Are you a fan of gangster thrillers?
OR: My favourite is State of Grace (1990) and, of course The Godfather (1972-90) films. Little Odessa (1994) as well, if you can call that a gangster film; it’s brilliant.
When you starred in Crimes of Passion, did the combination of the period drama and comedy appeal to you?
OR: As an actor every story that gives you an opportunity to play an interesting character in an interesting group of actors really appeals to me. In regards to the genre, I don’t really care what style of film I am in. I just focus on the character and the relationships of that character.
What was it like playing Christer Wijk in Crimes of Passion?
OR: I think we shot six films in six months. It was really hard work! Then again, I met Tuva Novotny and it was the first time I had worked with her and she is such a great actress. Working alongside her is what mattered to me on the show. It was what made it worth enduring because it was hard work.
Have you been following this year’s Göteborg Film Festival? Have there been any entries you have been excited about?
OR: This year I haven’t because I’ve been working in France so I haven’t seen anything really. I’ve been working back-to-back with Section Zero and a French film Arès. I’m not really up-to-date!

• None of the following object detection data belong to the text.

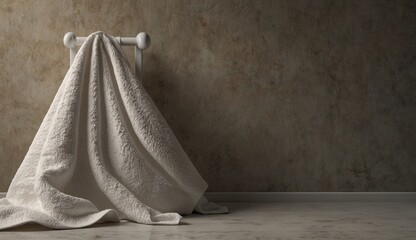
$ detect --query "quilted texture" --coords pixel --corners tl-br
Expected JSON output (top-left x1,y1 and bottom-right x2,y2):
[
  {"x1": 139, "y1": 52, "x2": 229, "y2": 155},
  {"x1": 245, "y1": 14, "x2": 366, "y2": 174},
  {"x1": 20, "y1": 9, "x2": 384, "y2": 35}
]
[{"x1": 0, "y1": 32, "x2": 227, "y2": 229}]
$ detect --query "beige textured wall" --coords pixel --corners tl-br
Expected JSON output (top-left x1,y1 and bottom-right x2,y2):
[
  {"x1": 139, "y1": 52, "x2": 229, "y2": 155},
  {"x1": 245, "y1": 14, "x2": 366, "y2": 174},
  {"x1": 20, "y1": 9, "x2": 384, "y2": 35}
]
[{"x1": 0, "y1": 0, "x2": 416, "y2": 191}]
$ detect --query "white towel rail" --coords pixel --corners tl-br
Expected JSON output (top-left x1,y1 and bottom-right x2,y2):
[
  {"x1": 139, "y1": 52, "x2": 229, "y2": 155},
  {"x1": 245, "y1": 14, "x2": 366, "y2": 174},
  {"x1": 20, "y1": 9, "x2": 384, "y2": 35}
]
[{"x1": 64, "y1": 32, "x2": 150, "y2": 79}]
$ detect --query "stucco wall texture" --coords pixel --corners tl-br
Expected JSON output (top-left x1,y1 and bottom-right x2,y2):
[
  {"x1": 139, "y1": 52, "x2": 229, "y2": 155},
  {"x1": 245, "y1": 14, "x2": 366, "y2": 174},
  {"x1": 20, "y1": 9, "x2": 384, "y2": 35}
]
[{"x1": 0, "y1": 0, "x2": 416, "y2": 191}]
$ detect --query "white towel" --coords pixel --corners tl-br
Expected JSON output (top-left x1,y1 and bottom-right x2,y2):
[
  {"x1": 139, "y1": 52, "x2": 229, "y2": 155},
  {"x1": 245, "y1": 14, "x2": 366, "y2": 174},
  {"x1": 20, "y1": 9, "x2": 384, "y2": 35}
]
[{"x1": 0, "y1": 32, "x2": 228, "y2": 229}]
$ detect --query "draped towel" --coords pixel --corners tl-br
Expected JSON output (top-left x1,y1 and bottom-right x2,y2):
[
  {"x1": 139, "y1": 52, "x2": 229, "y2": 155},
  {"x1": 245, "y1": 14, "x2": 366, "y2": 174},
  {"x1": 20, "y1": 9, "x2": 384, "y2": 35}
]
[{"x1": 0, "y1": 32, "x2": 227, "y2": 229}]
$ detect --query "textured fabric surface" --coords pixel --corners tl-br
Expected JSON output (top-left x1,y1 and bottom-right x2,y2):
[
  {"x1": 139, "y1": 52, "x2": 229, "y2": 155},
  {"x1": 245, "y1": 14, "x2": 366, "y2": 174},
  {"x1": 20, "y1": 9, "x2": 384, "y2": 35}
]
[{"x1": 0, "y1": 32, "x2": 227, "y2": 229}]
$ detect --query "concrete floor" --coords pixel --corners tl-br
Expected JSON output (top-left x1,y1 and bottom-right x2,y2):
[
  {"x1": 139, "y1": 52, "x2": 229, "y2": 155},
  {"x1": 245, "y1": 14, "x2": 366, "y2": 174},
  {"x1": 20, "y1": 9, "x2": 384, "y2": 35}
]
[{"x1": 0, "y1": 202, "x2": 416, "y2": 240}]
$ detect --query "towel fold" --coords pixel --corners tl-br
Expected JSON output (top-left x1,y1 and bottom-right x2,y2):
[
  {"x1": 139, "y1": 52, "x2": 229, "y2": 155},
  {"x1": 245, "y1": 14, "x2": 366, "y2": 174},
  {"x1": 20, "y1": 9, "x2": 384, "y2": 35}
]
[{"x1": 0, "y1": 32, "x2": 228, "y2": 229}]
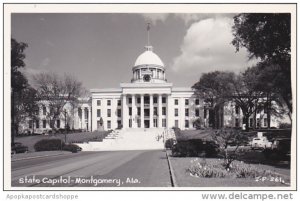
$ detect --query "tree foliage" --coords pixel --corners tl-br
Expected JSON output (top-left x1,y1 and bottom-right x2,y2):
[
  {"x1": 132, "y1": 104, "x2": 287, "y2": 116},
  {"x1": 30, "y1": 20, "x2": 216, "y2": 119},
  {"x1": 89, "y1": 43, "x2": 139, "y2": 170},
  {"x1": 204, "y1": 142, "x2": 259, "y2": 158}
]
[
  {"x1": 232, "y1": 13, "x2": 292, "y2": 118},
  {"x1": 33, "y1": 73, "x2": 85, "y2": 128}
]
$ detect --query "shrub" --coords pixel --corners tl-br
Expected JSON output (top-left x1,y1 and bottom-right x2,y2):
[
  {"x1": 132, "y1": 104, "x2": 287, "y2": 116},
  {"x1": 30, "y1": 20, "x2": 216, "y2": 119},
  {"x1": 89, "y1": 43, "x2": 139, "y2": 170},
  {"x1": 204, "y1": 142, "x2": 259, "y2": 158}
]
[
  {"x1": 63, "y1": 144, "x2": 81, "y2": 153},
  {"x1": 34, "y1": 139, "x2": 65, "y2": 151},
  {"x1": 187, "y1": 159, "x2": 281, "y2": 179},
  {"x1": 172, "y1": 139, "x2": 219, "y2": 157}
]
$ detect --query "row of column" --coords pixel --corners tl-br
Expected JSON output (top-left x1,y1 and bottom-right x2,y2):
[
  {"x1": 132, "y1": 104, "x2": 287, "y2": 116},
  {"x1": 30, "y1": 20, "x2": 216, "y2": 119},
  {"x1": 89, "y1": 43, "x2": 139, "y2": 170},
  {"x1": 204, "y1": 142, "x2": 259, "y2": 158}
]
[
  {"x1": 122, "y1": 94, "x2": 169, "y2": 128},
  {"x1": 77, "y1": 107, "x2": 92, "y2": 131}
]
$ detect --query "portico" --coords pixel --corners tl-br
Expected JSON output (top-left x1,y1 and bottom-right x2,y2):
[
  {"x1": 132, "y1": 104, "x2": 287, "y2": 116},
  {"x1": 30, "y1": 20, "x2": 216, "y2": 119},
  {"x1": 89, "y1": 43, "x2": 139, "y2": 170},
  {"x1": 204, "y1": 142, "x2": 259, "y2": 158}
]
[{"x1": 91, "y1": 45, "x2": 202, "y2": 130}]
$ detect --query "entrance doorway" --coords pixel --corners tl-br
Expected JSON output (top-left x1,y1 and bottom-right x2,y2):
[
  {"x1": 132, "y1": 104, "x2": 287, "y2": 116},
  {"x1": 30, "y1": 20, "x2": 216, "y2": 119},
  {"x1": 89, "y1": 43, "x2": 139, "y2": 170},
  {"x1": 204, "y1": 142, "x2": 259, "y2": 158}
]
[{"x1": 144, "y1": 120, "x2": 150, "y2": 128}]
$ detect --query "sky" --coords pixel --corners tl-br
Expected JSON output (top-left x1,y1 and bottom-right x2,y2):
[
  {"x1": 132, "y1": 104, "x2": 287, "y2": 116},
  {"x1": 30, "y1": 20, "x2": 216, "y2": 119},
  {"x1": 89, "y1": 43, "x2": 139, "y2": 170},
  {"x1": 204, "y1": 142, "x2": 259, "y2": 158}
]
[{"x1": 11, "y1": 13, "x2": 255, "y2": 89}]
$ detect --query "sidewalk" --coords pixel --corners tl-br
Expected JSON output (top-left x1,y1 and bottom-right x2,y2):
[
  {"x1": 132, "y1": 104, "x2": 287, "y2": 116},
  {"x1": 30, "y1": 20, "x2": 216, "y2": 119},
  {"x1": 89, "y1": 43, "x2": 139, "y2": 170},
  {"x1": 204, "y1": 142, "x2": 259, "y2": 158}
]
[{"x1": 11, "y1": 151, "x2": 72, "y2": 162}]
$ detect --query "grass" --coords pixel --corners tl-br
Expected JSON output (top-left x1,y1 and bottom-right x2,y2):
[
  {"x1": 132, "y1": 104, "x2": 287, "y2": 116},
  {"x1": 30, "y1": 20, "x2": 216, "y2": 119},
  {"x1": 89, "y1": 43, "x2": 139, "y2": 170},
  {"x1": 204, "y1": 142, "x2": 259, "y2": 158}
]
[
  {"x1": 170, "y1": 152, "x2": 290, "y2": 187},
  {"x1": 15, "y1": 131, "x2": 109, "y2": 152}
]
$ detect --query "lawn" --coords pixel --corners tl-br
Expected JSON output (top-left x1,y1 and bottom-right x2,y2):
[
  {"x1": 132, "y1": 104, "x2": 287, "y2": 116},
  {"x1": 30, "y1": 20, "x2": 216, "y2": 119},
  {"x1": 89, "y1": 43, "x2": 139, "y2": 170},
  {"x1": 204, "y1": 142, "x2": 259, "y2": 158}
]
[
  {"x1": 168, "y1": 129, "x2": 290, "y2": 187},
  {"x1": 15, "y1": 131, "x2": 109, "y2": 152},
  {"x1": 169, "y1": 152, "x2": 290, "y2": 187}
]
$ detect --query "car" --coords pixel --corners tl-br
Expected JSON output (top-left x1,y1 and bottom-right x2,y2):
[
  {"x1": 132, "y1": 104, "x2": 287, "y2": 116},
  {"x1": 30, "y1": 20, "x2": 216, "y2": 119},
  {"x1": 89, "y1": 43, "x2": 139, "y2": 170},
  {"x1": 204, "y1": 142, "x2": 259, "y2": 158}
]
[
  {"x1": 11, "y1": 142, "x2": 28, "y2": 154},
  {"x1": 271, "y1": 138, "x2": 291, "y2": 154},
  {"x1": 250, "y1": 136, "x2": 272, "y2": 149}
]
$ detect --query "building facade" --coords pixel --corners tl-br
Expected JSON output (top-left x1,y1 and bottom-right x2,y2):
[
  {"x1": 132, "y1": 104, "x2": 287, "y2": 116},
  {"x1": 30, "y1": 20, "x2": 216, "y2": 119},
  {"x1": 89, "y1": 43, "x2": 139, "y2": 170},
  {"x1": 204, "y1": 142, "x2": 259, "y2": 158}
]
[
  {"x1": 21, "y1": 46, "x2": 280, "y2": 133},
  {"x1": 91, "y1": 46, "x2": 208, "y2": 130}
]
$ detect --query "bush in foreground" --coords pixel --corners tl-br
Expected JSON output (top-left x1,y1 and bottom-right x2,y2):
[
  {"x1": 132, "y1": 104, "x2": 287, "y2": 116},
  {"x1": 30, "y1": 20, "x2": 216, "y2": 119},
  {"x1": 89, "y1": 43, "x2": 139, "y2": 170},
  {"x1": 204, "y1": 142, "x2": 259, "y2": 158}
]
[
  {"x1": 172, "y1": 139, "x2": 219, "y2": 157},
  {"x1": 187, "y1": 159, "x2": 287, "y2": 180}
]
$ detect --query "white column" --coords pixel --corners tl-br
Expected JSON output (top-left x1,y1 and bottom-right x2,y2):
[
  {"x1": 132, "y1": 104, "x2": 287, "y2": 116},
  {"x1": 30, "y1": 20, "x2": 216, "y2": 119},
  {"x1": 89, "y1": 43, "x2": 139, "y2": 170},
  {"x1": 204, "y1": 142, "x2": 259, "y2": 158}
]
[
  {"x1": 122, "y1": 94, "x2": 129, "y2": 128},
  {"x1": 157, "y1": 94, "x2": 162, "y2": 128},
  {"x1": 88, "y1": 107, "x2": 92, "y2": 131},
  {"x1": 132, "y1": 94, "x2": 137, "y2": 128},
  {"x1": 149, "y1": 94, "x2": 153, "y2": 128},
  {"x1": 166, "y1": 95, "x2": 175, "y2": 128},
  {"x1": 141, "y1": 94, "x2": 145, "y2": 128}
]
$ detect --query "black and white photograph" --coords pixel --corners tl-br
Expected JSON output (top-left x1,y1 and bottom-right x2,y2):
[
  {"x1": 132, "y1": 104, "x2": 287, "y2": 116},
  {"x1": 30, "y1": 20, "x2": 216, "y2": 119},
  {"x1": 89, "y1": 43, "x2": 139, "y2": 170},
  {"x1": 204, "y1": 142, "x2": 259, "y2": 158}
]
[{"x1": 3, "y1": 4, "x2": 296, "y2": 191}]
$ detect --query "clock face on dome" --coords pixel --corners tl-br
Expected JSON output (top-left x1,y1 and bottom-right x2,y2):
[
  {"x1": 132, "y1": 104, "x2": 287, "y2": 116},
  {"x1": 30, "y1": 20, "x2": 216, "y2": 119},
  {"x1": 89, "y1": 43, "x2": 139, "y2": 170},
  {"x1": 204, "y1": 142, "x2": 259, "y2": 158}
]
[{"x1": 143, "y1": 75, "x2": 151, "y2": 82}]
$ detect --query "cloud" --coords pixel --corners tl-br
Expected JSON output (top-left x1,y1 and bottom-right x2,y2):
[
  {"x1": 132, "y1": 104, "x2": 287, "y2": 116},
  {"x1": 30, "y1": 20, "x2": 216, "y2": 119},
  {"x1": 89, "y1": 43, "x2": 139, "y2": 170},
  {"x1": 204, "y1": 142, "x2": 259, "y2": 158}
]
[
  {"x1": 174, "y1": 13, "x2": 235, "y2": 25},
  {"x1": 170, "y1": 17, "x2": 255, "y2": 73},
  {"x1": 141, "y1": 13, "x2": 169, "y2": 25},
  {"x1": 41, "y1": 57, "x2": 50, "y2": 67}
]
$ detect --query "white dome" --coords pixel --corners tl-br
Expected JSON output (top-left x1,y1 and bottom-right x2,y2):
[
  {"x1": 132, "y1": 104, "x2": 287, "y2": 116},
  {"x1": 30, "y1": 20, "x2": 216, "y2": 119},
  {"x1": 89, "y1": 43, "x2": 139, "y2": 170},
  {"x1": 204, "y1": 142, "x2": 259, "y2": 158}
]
[{"x1": 134, "y1": 47, "x2": 164, "y2": 67}]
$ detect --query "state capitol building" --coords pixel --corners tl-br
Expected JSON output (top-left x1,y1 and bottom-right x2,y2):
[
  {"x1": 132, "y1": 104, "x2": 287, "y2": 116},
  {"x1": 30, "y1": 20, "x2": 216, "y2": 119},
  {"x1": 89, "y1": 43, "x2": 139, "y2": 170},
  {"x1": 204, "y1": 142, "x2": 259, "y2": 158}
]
[{"x1": 21, "y1": 27, "x2": 279, "y2": 133}]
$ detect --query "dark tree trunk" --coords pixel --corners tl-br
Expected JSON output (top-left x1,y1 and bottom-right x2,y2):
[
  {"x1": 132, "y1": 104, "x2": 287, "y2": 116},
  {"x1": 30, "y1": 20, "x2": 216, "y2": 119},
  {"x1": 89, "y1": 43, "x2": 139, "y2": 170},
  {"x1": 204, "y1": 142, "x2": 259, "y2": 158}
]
[{"x1": 243, "y1": 115, "x2": 250, "y2": 131}]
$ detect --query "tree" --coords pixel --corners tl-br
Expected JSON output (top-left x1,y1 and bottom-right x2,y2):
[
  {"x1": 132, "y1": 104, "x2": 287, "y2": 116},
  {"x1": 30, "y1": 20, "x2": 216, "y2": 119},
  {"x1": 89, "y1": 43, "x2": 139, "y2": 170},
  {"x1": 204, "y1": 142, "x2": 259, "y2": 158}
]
[
  {"x1": 212, "y1": 129, "x2": 248, "y2": 170},
  {"x1": 232, "y1": 68, "x2": 263, "y2": 130},
  {"x1": 11, "y1": 39, "x2": 29, "y2": 144},
  {"x1": 33, "y1": 73, "x2": 84, "y2": 128},
  {"x1": 232, "y1": 13, "x2": 292, "y2": 119},
  {"x1": 192, "y1": 71, "x2": 235, "y2": 128}
]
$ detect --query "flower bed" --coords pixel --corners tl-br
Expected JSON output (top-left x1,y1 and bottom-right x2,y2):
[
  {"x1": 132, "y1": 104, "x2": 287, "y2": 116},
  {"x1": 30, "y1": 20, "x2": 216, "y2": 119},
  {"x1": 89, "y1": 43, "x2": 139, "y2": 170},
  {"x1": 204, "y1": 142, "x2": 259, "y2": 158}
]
[{"x1": 187, "y1": 158, "x2": 288, "y2": 182}]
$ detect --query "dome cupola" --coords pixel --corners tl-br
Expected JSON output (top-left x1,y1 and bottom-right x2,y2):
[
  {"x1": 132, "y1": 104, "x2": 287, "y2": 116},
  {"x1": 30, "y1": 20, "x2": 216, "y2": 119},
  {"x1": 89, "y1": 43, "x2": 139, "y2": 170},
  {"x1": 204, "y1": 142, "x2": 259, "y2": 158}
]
[{"x1": 131, "y1": 23, "x2": 166, "y2": 83}]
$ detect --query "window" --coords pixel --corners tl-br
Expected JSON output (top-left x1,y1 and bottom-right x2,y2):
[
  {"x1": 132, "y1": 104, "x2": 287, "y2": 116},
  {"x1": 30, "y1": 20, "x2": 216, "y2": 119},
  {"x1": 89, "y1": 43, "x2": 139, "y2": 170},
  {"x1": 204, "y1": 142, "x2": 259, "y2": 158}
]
[
  {"x1": 249, "y1": 118, "x2": 253, "y2": 127},
  {"x1": 264, "y1": 118, "x2": 268, "y2": 127},
  {"x1": 256, "y1": 118, "x2": 260, "y2": 128},
  {"x1": 35, "y1": 120, "x2": 40, "y2": 128},
  {"x1": 162, "y1": 107, "x2": 167, "y2": 115},
  {"x1": 84, "y1": 108, "x2": 89, "y2": 119},
  {"x1": 185, "y1": 108, "x2": 189, "y2": 117},
  {"x1": 184, "y1": 120, "x2": 189, "y2": 128},
  {"x1": 117, "y1": 120, "x2": 122, "y2": 128},
  {"x1": 50, "y1": 120, "x2": 54, "y2": 128},
  {"x1": 28, "y1": 120, "x2": 32, "y2": 128},
  {"x1": 203, "y1": 107, "x2": 207, "y2": 119},
  {"x1": 153, "y1": 107, "x2": 157, "y2": 115},
  {"x1": 43, "y1": 120, "x2": 47, "y2": 128},
  {"x1": 117, "y1": 109, "x2": 122, "y2": 117},
  {"x1": 138, "y1": 107, "x2": 141, "y2": 116},
  {"x1": 43, "y1": 106, "x2": 47, "y2": 115},
  {"x1": 56, "y1": 119, "x2": 60, "y2": 128},
  {"x1": 128, "y1": 107, "x2": 132, "y2": 116},
  {"x1": 184, "y1": 99, "x2": 189, "y2": 105},
  {"x1": 174, "y1": 108, "x2": 178, "y2": 117},
  {"x1": 35, "y1": 107, "x2": 40, "y2": 115},
  {"x1": 235, "y1": 105, "x2": 240, "y2": 114},
  {"x1": 235, "y1": 118, "x2": 240, "y2": 127}
]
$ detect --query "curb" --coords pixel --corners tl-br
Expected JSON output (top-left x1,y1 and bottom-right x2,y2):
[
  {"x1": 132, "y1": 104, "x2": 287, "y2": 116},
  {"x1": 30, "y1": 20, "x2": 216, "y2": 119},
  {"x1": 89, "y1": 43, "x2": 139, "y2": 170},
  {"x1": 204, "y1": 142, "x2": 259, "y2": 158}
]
[
  {"x1": 11, "y1": 153, "x2": 70, "y2": 162},
  {"x1": 166, "y1": 150, "x2": 178, "y2": 187}
]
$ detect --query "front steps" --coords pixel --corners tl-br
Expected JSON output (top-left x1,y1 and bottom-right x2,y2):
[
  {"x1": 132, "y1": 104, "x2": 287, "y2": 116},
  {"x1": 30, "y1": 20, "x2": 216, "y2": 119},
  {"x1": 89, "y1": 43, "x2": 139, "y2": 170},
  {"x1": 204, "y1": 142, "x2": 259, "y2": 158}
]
[{"x1": 77, "y1": 128, "x2": 166, "y2": 151}]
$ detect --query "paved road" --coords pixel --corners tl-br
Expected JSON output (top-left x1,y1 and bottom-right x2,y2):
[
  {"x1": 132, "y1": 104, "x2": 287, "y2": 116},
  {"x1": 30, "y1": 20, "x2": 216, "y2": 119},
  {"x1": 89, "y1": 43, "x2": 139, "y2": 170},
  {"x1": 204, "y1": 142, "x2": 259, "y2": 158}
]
[{"x1": 12, "y1": 150, "x2": 171, "y2": 187}]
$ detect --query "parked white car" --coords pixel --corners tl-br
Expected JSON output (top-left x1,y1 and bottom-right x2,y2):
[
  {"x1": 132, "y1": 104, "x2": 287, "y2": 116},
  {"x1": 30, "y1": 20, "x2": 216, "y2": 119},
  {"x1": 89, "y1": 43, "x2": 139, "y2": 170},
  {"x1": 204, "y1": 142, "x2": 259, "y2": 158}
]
[{"x1": 250, "y1": 137, "x2": 272, "y2": 149}]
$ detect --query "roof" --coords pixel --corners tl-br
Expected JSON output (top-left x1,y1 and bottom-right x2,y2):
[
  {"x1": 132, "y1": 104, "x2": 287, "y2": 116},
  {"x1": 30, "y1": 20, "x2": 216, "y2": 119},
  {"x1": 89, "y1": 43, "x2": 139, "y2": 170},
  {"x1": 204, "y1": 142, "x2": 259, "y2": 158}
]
[{"x1": 134, "y1": 46, "x2": 164, "y2": 67}]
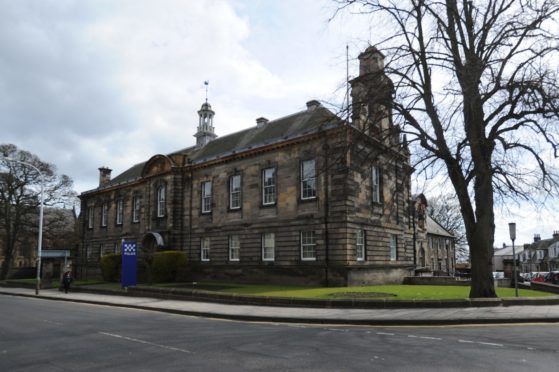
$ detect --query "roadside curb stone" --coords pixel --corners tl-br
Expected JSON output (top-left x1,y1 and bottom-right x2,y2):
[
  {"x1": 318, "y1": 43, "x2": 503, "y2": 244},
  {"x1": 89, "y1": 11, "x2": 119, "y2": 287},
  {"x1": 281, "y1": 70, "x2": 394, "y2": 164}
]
[{"x1": 0, "y1": 288, "x2": 559, "y2": 326}]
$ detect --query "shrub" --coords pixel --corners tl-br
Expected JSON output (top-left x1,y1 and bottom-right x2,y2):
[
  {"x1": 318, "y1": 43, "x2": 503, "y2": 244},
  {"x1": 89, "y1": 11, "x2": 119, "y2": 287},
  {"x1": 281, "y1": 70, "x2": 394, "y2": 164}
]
[
  {"x1": 151, "y1": 251, "x2": 187, "y2": 283},
  {"x1": 101, "y1": 253, "x2": 122, "y2": 282}
]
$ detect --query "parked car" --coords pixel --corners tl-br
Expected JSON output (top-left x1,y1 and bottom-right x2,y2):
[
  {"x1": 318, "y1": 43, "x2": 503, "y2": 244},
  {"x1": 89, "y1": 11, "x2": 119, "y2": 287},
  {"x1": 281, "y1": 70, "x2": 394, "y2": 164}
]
[
  {"x1": 493, "y1": 271, "x2": 505, "y2": 279},
  {"x1": 545, "y1": 271, "x2": 559, "y2": 284},
  {"x1": 531, "y1": 272, "x2": 549, "y2": 283}
]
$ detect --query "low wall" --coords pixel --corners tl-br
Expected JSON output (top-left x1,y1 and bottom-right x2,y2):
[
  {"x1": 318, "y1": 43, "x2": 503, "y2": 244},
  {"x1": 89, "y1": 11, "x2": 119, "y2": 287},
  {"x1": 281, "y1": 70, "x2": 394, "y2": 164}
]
[
  {"x1": 530, "y1": 282, "x2": 559, "y2": 294},
  {"x1": 404, "y1": 276, "x2": 471, "y2": 286}
]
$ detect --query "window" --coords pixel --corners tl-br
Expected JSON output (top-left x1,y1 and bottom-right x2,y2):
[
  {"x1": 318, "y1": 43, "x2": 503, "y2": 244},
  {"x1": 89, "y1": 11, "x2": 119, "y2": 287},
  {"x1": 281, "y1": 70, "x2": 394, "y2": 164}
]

Can you also tell me a bit about the Norwegian drama you recently starred in I Am Yours?
OR: When I met the director Iram Haq, I really wanted to work with her. It is a story about her own life when she met a sweet guy and she wanted me to play him. I thought it was very interesting and exciting to play a character that I have seen on screen at the Göteborg Film Festival in the Swedish film industry.
When growing up who were your main influences in pursuing an acting career?
OR: My all-time favourite icon growing up was Gary Oldman. He was the one who made me want to become an actor. I saw State of Grace and then I started following the rest of his films. Gary Oldman is absolutely wonderful and had the most influence on me as an actor, as a boy, as a man, and as an artist.
Have you had the pleasure of meeting him?
OR: No, I haven’t. Now that Noomi [Rapace] knows him she keeps saying ‘You have to meet him!’ I’m not sure if I want to meet him in real life. An icon is an icon and if you have dinner with an icon you may be disappointed.
What was it like working on the 50th anniversary James Bond film Skyfall? As with Tommy they are both quite physical roles.
OR: As you said, my role in Skyfall was a more physical part. It was more stunts than acting really. But it’s really different and I take great pleasure in physically demanding roles. If it’s fighting or driving motorbikes or stuff like that. I find it fun and I enjoyed every second of it but it is not really acting; it was more playing around.
Can you tell me what were your fondest memories working on the first season of Wallander now that the show has recently come to an end?
OR: To me, the fact that Johanna Sällström died during the filming of Wallander has taken over all of my memories working on the show. I don’t really remember anything else except Johanna from that whole period. It’s really hard for me to answer questions about Wallander. I really admired Johanna as an actress and it’s just a great shame that she’s not with us anymore.
What film projects will you be working in next?
OR: Arès will be coming out soon, which I think will be released in May or June and is my first big acting role in a French movie. I’m really excited about that but I haven’t watched it yet! [LAUGHS] I tend to be very awkward but I really enjoyed acting in French. It is one of the best choices I have ever made.
Tommy will be released on DVD on Monday 23rd February and is available to pre-order now.